We would like to share more details about the events that occurred with Memsource between 2:51 and 4:16 PM CET on the 18th of March, 2021 which led to the disruption of identification and scoring of non-translatable segments, degraded performance of pre-translation and analyses and what Memsource engineers are doing to prevent these sorts of issues from happening again.
3:02 PM CET: Monitoring of the frontend component reports slower responses.
3:04 PM CET: Engineers reveal that the slowness of one API endpoint originated in the AI component providing non-translatable segment scores.
3:08 PM CET: Engineers from all relevant teams are investigating the problem and a root cause.
3:24 PM CET: Problem is identified; very long segments are being sent to the AI component.
3:38 PM CET: In order to lower the load on the AI component, the API endpoint providing non-translatable segment scoring is disabled.
3:50 PM CET: There is no significant improvement in the response time of the AI component. The team is evaluating other solutions.

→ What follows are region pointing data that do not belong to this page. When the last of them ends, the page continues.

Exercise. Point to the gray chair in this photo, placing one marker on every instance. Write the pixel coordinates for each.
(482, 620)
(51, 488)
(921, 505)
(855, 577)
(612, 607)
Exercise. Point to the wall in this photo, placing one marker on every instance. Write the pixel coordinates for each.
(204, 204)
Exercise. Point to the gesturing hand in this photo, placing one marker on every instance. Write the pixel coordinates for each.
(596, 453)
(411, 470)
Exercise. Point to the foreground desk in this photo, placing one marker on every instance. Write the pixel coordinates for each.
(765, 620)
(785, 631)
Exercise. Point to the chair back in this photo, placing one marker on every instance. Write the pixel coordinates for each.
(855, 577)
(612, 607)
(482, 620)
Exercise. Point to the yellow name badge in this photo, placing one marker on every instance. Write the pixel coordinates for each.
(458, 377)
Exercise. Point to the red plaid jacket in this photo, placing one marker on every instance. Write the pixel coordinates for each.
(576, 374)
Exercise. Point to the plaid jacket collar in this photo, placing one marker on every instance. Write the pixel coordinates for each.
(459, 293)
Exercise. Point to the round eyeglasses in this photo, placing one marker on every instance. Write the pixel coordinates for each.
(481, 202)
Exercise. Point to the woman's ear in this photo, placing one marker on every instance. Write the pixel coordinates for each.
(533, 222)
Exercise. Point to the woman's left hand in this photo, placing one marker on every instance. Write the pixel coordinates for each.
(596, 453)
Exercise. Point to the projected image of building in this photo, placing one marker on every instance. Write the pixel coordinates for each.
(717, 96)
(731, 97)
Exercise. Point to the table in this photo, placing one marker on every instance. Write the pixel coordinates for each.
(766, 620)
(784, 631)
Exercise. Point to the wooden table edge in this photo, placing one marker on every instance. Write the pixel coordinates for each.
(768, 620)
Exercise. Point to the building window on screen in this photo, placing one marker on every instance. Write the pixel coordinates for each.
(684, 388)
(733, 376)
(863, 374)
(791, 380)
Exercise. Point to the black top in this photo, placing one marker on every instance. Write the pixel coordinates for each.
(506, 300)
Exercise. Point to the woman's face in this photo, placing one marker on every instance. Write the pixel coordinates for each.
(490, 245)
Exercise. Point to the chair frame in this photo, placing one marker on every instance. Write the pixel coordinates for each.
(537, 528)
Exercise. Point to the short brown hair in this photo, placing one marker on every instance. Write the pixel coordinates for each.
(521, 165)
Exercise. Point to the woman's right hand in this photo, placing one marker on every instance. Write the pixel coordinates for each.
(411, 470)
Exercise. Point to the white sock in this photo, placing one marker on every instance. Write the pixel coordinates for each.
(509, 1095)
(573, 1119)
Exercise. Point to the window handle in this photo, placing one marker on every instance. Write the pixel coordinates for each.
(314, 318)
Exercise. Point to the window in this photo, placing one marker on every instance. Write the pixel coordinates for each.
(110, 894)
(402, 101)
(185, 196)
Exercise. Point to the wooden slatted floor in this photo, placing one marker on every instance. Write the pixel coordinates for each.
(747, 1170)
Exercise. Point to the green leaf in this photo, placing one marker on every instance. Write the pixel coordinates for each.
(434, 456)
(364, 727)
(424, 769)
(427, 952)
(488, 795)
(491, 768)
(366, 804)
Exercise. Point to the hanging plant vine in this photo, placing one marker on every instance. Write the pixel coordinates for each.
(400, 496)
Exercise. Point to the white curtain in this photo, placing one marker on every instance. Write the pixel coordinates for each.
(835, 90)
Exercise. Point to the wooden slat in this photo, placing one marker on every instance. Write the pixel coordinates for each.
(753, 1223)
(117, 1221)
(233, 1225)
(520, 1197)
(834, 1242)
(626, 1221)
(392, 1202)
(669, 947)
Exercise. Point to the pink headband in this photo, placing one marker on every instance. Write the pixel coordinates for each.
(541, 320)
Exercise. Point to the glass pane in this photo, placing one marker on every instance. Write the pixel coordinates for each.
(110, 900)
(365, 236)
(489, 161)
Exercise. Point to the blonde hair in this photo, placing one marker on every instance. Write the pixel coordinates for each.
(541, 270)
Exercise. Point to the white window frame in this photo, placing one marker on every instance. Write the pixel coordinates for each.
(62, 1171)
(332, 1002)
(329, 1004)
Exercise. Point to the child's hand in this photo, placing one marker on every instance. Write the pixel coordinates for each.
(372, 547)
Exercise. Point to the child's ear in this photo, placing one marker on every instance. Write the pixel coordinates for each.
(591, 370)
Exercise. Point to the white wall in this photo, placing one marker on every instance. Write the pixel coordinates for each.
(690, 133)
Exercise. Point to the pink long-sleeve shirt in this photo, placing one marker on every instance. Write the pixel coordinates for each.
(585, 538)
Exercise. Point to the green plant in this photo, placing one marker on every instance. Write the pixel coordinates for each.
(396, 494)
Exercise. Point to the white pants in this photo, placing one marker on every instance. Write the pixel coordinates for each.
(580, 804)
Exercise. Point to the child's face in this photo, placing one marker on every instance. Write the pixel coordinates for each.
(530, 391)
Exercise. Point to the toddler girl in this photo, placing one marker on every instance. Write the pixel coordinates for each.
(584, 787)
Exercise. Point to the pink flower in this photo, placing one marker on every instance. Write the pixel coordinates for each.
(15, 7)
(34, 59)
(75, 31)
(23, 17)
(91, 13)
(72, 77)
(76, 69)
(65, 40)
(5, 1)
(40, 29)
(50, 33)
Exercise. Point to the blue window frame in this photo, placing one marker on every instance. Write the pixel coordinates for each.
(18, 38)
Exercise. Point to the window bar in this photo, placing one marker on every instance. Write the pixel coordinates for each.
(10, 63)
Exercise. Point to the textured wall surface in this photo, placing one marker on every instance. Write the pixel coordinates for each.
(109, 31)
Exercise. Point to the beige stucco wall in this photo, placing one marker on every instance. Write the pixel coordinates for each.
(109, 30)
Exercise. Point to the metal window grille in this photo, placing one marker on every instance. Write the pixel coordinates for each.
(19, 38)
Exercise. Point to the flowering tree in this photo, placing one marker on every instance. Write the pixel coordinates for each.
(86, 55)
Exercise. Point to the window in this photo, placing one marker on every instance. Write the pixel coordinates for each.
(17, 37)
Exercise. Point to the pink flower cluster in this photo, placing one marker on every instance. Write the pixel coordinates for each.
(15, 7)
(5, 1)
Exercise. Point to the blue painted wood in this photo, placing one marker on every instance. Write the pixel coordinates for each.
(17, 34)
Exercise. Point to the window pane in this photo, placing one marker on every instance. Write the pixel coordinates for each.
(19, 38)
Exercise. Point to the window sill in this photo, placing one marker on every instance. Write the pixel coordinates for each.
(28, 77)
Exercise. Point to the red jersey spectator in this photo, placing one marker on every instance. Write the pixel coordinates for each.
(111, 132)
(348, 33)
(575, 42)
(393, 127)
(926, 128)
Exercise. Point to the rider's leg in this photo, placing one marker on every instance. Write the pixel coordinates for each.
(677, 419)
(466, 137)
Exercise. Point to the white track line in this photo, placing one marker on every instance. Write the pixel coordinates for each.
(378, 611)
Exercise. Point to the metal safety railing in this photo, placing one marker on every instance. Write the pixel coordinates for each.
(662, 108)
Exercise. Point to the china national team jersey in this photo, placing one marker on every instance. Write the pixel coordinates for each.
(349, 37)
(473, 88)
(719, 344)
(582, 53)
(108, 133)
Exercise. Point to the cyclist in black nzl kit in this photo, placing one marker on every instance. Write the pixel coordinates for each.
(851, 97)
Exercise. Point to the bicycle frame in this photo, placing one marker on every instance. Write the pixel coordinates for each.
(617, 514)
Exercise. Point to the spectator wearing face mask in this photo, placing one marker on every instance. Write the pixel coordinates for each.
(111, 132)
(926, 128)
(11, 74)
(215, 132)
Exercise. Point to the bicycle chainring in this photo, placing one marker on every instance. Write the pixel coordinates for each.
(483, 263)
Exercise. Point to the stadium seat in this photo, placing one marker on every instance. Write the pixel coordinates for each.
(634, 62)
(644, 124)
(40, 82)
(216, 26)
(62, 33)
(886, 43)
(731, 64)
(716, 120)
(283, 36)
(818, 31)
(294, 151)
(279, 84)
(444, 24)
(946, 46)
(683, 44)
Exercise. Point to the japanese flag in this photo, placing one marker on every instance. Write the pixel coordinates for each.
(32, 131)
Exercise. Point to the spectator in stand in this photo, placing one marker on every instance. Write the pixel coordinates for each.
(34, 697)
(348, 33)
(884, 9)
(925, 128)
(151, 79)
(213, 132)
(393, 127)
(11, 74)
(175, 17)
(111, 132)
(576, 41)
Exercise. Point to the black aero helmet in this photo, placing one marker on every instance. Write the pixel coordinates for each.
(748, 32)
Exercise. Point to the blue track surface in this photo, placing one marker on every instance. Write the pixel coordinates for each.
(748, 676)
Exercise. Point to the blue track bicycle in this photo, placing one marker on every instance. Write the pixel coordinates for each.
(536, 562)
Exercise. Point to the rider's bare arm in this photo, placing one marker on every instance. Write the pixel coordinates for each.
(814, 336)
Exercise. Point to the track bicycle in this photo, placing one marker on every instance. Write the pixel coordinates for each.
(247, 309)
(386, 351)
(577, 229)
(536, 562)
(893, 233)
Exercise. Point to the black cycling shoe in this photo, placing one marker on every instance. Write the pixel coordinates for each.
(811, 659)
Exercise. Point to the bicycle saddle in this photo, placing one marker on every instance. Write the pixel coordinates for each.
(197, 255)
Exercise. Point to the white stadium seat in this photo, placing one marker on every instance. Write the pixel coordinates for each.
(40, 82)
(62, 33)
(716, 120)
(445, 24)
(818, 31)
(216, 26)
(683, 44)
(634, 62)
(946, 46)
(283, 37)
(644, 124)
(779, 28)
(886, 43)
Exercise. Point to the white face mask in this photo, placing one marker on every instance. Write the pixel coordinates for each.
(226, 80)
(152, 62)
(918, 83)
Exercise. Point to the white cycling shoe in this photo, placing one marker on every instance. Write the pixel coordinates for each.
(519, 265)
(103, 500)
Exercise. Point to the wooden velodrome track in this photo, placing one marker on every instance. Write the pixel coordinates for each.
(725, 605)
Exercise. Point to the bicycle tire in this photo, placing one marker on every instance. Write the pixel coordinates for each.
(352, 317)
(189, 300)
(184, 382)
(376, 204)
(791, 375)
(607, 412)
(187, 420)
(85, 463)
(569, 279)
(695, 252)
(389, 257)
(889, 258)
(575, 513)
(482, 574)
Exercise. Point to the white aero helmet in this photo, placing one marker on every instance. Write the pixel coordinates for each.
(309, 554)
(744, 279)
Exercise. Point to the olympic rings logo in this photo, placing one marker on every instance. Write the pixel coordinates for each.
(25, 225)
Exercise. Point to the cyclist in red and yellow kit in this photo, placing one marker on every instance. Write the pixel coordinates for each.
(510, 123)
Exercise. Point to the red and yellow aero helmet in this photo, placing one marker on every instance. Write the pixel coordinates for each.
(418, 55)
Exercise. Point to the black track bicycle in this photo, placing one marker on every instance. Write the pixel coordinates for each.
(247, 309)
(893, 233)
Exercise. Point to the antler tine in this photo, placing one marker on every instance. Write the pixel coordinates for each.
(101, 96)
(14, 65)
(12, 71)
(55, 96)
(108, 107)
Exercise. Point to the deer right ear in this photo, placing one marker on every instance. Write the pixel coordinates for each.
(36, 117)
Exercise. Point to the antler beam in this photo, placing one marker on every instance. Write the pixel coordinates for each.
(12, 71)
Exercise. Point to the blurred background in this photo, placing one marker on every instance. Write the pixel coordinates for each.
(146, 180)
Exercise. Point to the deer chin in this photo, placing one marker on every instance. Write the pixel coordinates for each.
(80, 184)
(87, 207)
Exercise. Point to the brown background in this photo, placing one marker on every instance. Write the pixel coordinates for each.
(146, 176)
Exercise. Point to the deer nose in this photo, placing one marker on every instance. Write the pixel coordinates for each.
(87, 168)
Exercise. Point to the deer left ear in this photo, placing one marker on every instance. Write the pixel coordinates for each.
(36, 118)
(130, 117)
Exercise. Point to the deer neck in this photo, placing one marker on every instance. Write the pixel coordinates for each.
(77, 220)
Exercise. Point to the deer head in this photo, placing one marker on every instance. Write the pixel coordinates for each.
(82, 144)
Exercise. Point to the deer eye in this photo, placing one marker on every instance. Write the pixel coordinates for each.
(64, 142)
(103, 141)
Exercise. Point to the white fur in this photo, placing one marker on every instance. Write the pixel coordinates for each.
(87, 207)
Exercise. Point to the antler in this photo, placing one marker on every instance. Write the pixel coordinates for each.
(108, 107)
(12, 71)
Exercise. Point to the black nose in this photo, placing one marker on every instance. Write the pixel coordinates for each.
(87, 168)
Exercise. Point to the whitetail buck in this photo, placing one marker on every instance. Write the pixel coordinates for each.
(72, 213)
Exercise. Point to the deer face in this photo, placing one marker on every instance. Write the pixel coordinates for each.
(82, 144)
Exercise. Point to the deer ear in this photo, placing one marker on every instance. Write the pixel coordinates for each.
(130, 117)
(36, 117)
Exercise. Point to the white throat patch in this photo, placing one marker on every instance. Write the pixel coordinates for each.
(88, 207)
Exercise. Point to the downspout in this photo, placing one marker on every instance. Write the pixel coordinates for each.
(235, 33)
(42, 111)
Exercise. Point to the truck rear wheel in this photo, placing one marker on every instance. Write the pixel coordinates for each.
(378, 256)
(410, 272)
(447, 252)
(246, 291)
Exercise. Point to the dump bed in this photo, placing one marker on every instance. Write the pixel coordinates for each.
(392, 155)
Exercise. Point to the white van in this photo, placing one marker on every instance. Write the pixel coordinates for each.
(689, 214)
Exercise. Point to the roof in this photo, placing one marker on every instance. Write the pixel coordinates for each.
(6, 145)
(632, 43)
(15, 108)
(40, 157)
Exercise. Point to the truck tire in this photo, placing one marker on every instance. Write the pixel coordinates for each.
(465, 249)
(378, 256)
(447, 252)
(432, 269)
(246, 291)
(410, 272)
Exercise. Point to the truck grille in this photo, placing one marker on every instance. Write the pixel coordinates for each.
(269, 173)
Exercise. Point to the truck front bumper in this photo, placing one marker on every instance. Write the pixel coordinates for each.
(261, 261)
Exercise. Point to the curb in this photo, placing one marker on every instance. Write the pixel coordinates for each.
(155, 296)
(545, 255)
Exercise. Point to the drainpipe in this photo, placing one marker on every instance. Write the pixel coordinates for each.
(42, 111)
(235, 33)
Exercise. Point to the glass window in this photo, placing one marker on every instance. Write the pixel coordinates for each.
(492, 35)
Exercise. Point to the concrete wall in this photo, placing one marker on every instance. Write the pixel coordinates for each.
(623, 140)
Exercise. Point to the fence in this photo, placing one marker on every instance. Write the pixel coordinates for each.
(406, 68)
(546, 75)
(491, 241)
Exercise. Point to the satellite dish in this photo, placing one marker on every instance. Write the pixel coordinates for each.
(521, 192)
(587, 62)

4:00 PM CET: The problem is caused by the automatic pre-translation of a specific document. As there are no similar documents in the queue and the problematic one is close to being finished, it was decided to let the system finish the pre-translation.
4:14 PM CET: The AI component is operating normally.
4:16 PM CET: The API endpoint providing non-translatable segments scoring is enabled.
The responses of the AI component were slowed down by the processing of some very long segments.
As a reaction to the problems:
Finally, we want to apologize. We know how critical our services are to your business. Memsource as a whole will do everything to learn from this incident and use it to drive improvements across our services. As with any significant operational issue, Memsource engineers will be working tirelessly over the next coming days and weeks on improving their understanding of the incident and determine how to make changes that improve our services and processes.